これもフレーメン反応です。実は、猫の口の周りや肛門付近には、フェロモンを分泌する臭腺があり、猫同士のコミュニケーションに欠かせない器官。したがって、猫はその猫が誰なのか、仲間か敵かの判断などをニオイを通じて情報収集します。
特にお尻の肛門嚢(こうもんのう) と呼ばれる器官には、独自の強い匂いがあり、猫のプロフィール情報が濃縮されています。お尻を嗅ぐ行為は、挨拶や身分証明のような役割があるのです。
3.人間の足のニオイ
人間の足や靴下のニオイを嗅いだ時も、猫はフレーメン反応をすることがあります。SNSでも、その表情に「くさい!」とテロップがつけられていることもあるほどです。
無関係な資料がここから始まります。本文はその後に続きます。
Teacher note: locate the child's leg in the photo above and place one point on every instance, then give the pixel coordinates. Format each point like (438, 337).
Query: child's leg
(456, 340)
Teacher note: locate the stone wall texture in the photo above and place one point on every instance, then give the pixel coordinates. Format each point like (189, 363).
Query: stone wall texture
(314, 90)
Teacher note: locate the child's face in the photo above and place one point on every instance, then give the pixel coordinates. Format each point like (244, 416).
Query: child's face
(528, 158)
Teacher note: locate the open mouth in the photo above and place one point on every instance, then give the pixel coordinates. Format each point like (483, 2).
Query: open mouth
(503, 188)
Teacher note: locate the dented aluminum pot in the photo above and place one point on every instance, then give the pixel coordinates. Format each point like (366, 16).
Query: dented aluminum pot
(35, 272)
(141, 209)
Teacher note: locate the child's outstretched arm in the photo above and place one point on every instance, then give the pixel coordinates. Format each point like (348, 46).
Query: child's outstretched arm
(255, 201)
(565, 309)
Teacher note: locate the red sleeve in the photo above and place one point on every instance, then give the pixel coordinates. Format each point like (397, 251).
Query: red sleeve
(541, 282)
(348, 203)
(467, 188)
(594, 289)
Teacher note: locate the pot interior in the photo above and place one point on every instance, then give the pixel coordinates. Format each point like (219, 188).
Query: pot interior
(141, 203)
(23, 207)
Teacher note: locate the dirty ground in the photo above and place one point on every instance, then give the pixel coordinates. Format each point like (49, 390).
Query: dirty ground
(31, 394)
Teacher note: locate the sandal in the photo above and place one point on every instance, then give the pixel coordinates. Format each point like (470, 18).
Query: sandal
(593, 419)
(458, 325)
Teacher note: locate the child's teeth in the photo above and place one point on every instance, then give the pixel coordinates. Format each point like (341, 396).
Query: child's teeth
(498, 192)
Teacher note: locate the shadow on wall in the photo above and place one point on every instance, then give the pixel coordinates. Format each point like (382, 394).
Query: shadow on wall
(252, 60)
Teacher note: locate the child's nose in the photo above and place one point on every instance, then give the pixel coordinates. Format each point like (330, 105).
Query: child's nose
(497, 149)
猫のおしっこやお尻とは違い、学術的には“グレーな扱い”にはなりますが、実際に多々観察されています。それは人間の足は、強烈な個体情報のかたまりで、皮脂や汗の成分など、その人間の情報が凝縮されているからだと推察されています。
猫は、その情報を普通の鼻で嗅ぐのではなく、フェロモン受容器であるヤコブソン器官を使って分析することがあるのです。したがって、人間の足や靴下のニオイを嗅いで、ビックリしたような顔で固まっているのは、「臭い」ではなく、「情報確認中」。猫なりの「今日はどこに行ってきたのかな?」という聞き取り調査のようなものです。